Experiment Strategies

  1. Architecture: Layer count, attention patterns, embedding dimensions, activation functions
  2. Optimizer: Learning rates (per-parameter), schedule phases, momentum, weight decay
  3. Attention: Window sizes, sliding window configs, full vs. local attention
  4. Batch size: Trade-off between gradient quality and steps-per-budget
  5. Initialization: Weight init schemes, residual scaling parameters
  6. Advanced: Value embeddings, softcapped logits, GQA

Metric: Bits Per Byte (BPB)

How well the model compresses text, normalized by byte count. Vocabulary-size-independent — all architectures are directly comparable. Lower is better. See

references/gpu-training-guide.md
for the formula and interpretation table.

Benchmark Script

Use this as

autoresearch.sh
:

#!/usr/bin/env bash
set -euo pipefail

uv run train.py > run.log 2>&1

val_bpb=$(grep "^val_bpb:" run.log | tail -1 | awk '{print $2}' || echo "0")
memory=$(grep "^peak_vram_mb:" run.log | tail -1 | awk '{print $2}' || echo "0")
mfu=$(grep "^mfu_percent:" run.log | tail -1 | awk '{print $2}' || echo "0")

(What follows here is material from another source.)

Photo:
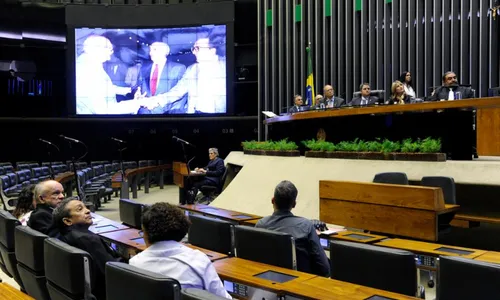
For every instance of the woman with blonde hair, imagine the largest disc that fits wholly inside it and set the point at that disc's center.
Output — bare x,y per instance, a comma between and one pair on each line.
398,95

echo "METRIC val_bpb=$val_bpb"
echo "METRIC peak_memory_mb=$memory"
echo "METRIC mfu_percent=$mfu"

Session Files

FilePurpose
autoresearch.md
Living session document — goal, metrics, scope, learnings
autoresearch.sh
Benchmark script — outputs
METRIC name=value
lines
autoresearch.jsonl
Append-only experiment log with ASI (survives restarts)

Additional Resources

  • references/gpu-training-guide.md
    — Detailed GPU setup, CUDA configuration, OOM troubleshooting, BPB formula, and performance tuning
  • scripts/parse-metrics.sh
    — Extract METRIC lines from benchmark output
  • scripts/log-experiment.sh
    — Append experiment results to autoresearch.jsonl
  • assets/prepare.py
    — Data preparation (download, tokenizer, dataloader, evaluation)
  • assets/train.py
    — Model architecture and training loop
  • assets/program.md
    — Self-contained agent instructions for the ML loop
  • assets/pyproject.toml
    — Python dependencies (PyTorch, Flash Attention, etc.)